Use the STOP statement to make the import job enter the STOP state. Data import is stopped, and the job is terminated. Data import cannot be resumed.

For example, stop a routine import job named job_name.

STOP ROUTINE LOAD FOR [job_name];

You can use the HELP STOP ROUTINE LOAD command to view the help information and examples.

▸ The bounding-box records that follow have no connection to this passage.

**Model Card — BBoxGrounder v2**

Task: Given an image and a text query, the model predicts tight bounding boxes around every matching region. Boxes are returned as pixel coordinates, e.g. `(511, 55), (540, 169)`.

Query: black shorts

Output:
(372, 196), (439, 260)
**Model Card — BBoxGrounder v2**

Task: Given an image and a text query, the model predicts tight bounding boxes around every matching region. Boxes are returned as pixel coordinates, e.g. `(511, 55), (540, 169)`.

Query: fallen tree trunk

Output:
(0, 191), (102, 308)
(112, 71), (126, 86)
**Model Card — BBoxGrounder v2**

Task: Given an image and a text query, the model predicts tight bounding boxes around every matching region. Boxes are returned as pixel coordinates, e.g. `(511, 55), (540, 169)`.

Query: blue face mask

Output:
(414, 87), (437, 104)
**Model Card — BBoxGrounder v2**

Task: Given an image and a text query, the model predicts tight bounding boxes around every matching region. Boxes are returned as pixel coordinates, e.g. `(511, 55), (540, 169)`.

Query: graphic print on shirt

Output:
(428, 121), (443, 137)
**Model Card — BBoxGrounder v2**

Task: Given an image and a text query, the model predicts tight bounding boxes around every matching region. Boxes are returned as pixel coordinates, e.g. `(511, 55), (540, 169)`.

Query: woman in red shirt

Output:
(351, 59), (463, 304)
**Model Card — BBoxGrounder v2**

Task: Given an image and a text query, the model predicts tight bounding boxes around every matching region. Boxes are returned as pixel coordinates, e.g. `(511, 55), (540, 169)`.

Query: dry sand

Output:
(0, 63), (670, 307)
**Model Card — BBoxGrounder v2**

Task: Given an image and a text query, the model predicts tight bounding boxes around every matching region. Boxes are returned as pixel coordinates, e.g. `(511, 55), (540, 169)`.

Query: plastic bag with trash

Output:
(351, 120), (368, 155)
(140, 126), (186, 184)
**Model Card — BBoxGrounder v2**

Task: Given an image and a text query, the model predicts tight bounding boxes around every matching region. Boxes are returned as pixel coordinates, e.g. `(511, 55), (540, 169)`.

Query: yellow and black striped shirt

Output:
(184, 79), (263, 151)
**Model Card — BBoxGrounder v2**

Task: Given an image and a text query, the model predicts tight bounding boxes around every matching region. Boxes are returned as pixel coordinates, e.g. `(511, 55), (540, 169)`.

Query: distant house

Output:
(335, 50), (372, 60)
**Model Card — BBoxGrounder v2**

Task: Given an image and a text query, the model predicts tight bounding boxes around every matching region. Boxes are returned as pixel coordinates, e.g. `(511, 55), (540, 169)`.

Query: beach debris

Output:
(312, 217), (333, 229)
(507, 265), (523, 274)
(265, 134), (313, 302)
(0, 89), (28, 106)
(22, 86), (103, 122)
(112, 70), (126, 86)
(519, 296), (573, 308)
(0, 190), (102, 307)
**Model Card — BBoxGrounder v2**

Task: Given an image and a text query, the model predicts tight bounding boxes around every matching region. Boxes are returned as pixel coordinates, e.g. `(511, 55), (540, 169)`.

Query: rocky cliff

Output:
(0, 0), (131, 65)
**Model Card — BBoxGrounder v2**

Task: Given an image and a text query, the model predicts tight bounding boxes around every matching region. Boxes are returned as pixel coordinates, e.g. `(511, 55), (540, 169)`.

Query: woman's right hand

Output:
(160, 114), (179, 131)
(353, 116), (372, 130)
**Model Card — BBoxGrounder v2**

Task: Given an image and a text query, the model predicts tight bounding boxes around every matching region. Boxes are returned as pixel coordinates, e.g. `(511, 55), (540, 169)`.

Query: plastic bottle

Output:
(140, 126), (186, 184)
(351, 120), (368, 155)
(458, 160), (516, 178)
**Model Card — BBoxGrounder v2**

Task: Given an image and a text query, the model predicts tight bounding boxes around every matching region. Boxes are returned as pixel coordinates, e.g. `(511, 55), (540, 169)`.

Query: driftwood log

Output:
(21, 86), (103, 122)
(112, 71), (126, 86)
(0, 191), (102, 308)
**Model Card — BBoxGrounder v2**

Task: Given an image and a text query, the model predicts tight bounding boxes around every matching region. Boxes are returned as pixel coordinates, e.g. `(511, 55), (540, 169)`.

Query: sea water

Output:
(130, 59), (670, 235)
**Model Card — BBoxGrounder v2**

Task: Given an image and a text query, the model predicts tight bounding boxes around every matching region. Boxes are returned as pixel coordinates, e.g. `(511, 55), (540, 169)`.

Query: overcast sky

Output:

Run the SHOW ROUTINE LOAD command to view the status of the job. The following output is returned:

*************************** 1. row ***************************
                  Id: 14093
                Name: routine_load_wikipedia
          CreateTime: 2020-05-16 16:00:48
           PauseTime: N/A
             EndTime: 2020-05-16 16:08:25
              DbName: default_cluster:load_test
           TableName: routine_wiki_edit
               State: STOPPED
      DataSourceType: KAFKA
      CurrentTaskNum: 0
       JobProperties: {"partitions":"*","columnToColumnExpr":"event_time,channel,user,is_anonymous,is_minor,is_new,is_robot,is_unpatrolled,delta,added,deleted","maxBatchIntervalS":"10","whereExpr":"*","maxBatchSizeBytes":"104857600","columnSeparator":"','","maxErrorNum":"1000","currentTaskConcurrentNum":"1","maxBatchRows":"200000"}
DataSourceProperties: {"topic":"starrocks-load","currentKafkaPartitions":"0","brokerList":"localhost:9092"}
    CustomProperties: {}
           Statistic: {"receivedBytes":325534440,"errorRows":264,"committedTaskNum":26,"loadedRows":5179944,"loadRowsRate":109000,"abortedTaskNum":18,"totalRows":5180208,"unselectedRows":0,"receivedBytesRate":6900000,"taskExecuteTimeMs":47173}
            Progress: {"0":"16414875"}
ReasonOfStateChanged:
        ErrorLogUrls: http://172.26.**.**:9122/api/_load_error_log?file=__shard_67/error_log_insert_stmt_79e9504cafee4fbd-b3981a65fb158cde_79e9504cafee4fbd_b3981a65fb158cde, http://172.26.**.**:9122/api/_load_error_log?file=__shard_68/error_log_insert_stmt_b6981319ce56421b-bf4486c2cd371353_b6981319ce56421b_bf4486c2cd371353, http://172.26.**.**:9122/api/_load_error_log?file=__shard_69/error_log_insert_stmt_1121400c1f6f4aed-866c381eb49c966e_1121400c1f6f4aed_866c381eb49c966e
            OtherMsg:

After the import job is stopped, the status of the job changes to STOPPED, and the import information in Statistic and Progress is no longer updated. In this case, you cannot view the stopped import job by using the SHOW ROUTINE LOAD statement.